Hocoma – Robotic Rehabilitation Therapy
Hocoma is the leader in robotic rehabilitation therapy for neurological movement disorders. The Swiss based medical technology company was founded in the year 1996 as a limited liability company by the electrical and biomedical engineers Gery Colombo and Matthias Jörg and by the economist Peter Hostettler. Hocoma develops innovative therapy solutions working closely with leading clinics and research centers.
The Lokomat System, is a driven gait orthosis, is used for robotic treadmill training of neurological patients with movement disorders caused by stroke, spinal cord injury, traumatic brain injury, multiple sclerosis or Parkinson’s disease. The Lokomat has been available on the market since 2001 and has been a crucial improvement in the art and science of locomotion therapy.

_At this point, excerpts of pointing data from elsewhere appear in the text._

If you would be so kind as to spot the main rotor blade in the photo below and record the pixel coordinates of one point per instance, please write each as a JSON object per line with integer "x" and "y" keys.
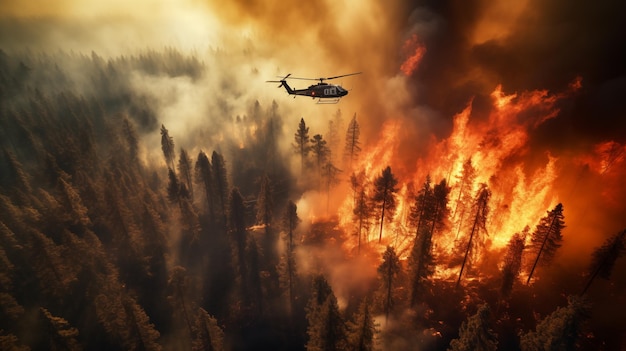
{"x": 343, "y": 75}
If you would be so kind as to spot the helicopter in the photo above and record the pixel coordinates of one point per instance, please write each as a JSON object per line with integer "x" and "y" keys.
{"x": 324, "y": 92}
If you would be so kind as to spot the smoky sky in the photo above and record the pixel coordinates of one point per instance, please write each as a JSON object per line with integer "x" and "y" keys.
{"x": 546, "y": 46}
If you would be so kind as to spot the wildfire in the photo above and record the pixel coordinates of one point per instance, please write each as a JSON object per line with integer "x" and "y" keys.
{"x": 414, "y": 50}
{"x": 497, "y": 147}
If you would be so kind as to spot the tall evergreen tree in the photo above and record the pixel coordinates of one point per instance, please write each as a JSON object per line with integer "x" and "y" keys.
{"x": 302, "y": 145}
{"x": 422, "y": 211}
{"x": 185, "y": 171}
{"x": 326, "y": 328}
{"x": 384, "y": 196}
{"x": 239, "y": 235}
{"x": 167, "y": 145}
{"x": 362, "y": 329}
{"x": 220, "y": 181}
{"x": 320, "y": 151}
{"x": 60, "y": 335}
{"x": 465, "y": 196}
{"x": 475, "y": 334}
{"x": 604, "y": 258}
{"x": 362, "y": 215}
{"x": 480, "y": 210}
{"x": 289, "y": 270}
{"x": 388, "y": 273}
{"x": 131, "y": 138}
{"x": 204, "y": 176}
{"x": 512, "y": 261}
{"x": 560, "y": 330}
{"x": 353, "y": 145}
{"x": 546, "y": 238}
{"x": 208, "y": 336}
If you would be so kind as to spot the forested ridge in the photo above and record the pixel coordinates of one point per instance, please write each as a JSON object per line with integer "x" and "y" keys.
{"x": 103, "y": 247}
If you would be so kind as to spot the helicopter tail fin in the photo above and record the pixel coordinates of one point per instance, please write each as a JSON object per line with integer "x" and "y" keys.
{"x": 283, "y": 83}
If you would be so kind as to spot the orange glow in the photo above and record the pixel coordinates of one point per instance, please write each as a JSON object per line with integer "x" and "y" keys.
{"x": 415, "y": 51}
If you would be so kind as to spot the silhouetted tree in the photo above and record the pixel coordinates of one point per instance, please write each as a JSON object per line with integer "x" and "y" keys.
{"x": 58, "y": 332}
{"x": 362, "y": 329}
{"x": 220, "y": 181}
{"x": 604, "y": 258}
{"x": 546, "y": 238}
{"x": 320, "y": 151}
{"x": 475, "y": 334}
{"x": 464, "y": 199}
{"x": 167, "y": 145}
{"x": 204, "y": 176}
{"x": 239, "y": 235}
{"x": 423, "y": 208}
{"x": 362, "y": 214}
{"x": 353, "y": 145}
{"x": 208, "y": 336}
{"x": 173, "y": 187}
{"x": 384, "y": 196}
{"x": 388, "y": 273}
{"x": 184, "y": 169}
{"x": 480, "y": 210}
{"x": 513, "y": 261}
{"x": 326, "y": 328}
{"x": 302, "y": 145}
{"x": 289, "y": 271}
{"x": 131, "y": 138}
{"x": 560, "y": 330}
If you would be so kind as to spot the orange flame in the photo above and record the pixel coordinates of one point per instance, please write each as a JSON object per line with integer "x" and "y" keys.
{"x": 415, "y": 50}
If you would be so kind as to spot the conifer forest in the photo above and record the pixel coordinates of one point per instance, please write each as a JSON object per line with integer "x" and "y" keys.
{"x": 468, "y": 193}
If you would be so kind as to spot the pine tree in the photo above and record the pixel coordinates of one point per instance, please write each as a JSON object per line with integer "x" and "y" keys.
{"x": 512, "y": 261}
{"x": 362, "y": 215}
{"x": 353, "y": 145}
{"x": 289, "y": 271}
{"x": 326, "y": 328}
{"x": 560, "y": 330}
{"x": 239, "y": 235}
{"x": 546, "y": 238}
{"x": 204, "y": 176}
{"x": 480, "y": 210}
{"x": 167, "y": 145}
{"x": 464, "y": 199}
{"x": 475, "y": 334}
{"x": 361, "y": 331}
{"x": 604, "y": 258}
{"x": 61, "y": 336}
{"x": 320, "y": 151}
{"x": 388, "y": 274}
{"x": 220, "y": 181}
{"x": 301, "y": 145}
{"x": 422, "y": 211}
{"x": 173, "y": 187}
{"x": 184, "y": 169}
{"x": 131, "y": 138}
{"x": 208, "y": 336}
{"x": 384, "y": 195}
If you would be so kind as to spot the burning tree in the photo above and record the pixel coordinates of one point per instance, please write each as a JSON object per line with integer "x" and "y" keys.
{"x": 388, "y": 273}
{"x": 480, "y": 210}
{"x": 559, "y": 330}
{"x": 301, "y": 145}
{"x": 167, "y": 145}
{"x": 384, "y": 195}
{"x": 353, "y": 147}
{"x": 513, "y": 261}
{"x": 604, "y": 258}
{"x": 475, "y": 333}
{"x": 546, "y": 238}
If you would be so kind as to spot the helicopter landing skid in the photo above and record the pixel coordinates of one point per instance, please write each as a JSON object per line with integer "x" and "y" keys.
{"x": 328, "y": 101}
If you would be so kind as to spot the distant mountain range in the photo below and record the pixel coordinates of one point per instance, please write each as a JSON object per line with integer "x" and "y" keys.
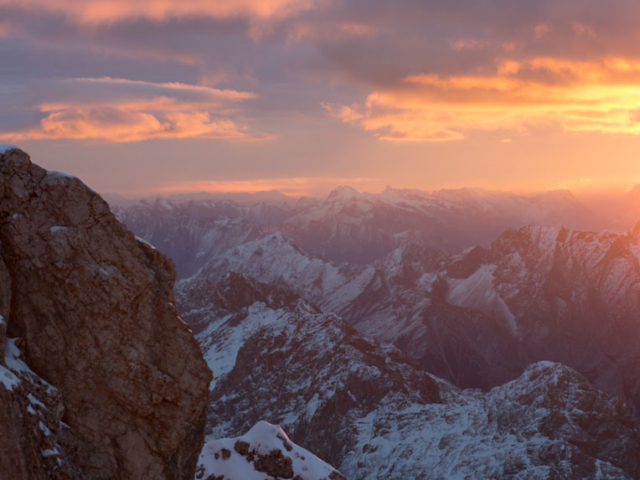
{"x": 361, "y": 317}
{"x": 347, "y": 226}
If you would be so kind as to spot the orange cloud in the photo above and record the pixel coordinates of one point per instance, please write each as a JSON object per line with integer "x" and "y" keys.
{"x": 120, "y": 110}
{"x": 598, "y": 96}
{"x": 294, "y": 186}
{"x": 101, "y": 11}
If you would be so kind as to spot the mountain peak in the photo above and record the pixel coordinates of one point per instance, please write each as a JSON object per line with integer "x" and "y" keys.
{"x": 343, "y": 192}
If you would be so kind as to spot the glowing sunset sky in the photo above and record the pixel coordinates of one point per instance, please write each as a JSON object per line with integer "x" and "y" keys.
{"x": 303, "y": 95}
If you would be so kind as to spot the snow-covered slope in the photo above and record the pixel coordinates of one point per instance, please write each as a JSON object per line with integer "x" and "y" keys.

The LokomatPro with Pediatric Orthoses provides intensive locomotion therapy now also for the treatment of small children with cerebral palsy or other neurological disorders. Since the market introduction in autumn 2005, several Pediatric Lokomat Systems have been installed worldwide.
Functional movement and sensory stimulation play an important role in the rehabilitation of neurological patients following stroke, spinal cord injury, traumatic brain injury, multiple sclerosis as well as other neurological diseases and injuries. The concept of “task-specific learning” based on neuroplasticity suggests that activities of daily living may be trained and improved through numerous repetitions and intensive training.
At Hocoma, we are committed to support clinicians and patients in neurorehabilitation with innovative, high-quality therapy solutions. Our products are designed to optimize the quality and efficiency of the therapy and enhance the motivation of patients and medical staff.
"It is amazing to see how intensive locomotion therapy evolved with the Lokomat – I am very glad that we can offer this training to our patients".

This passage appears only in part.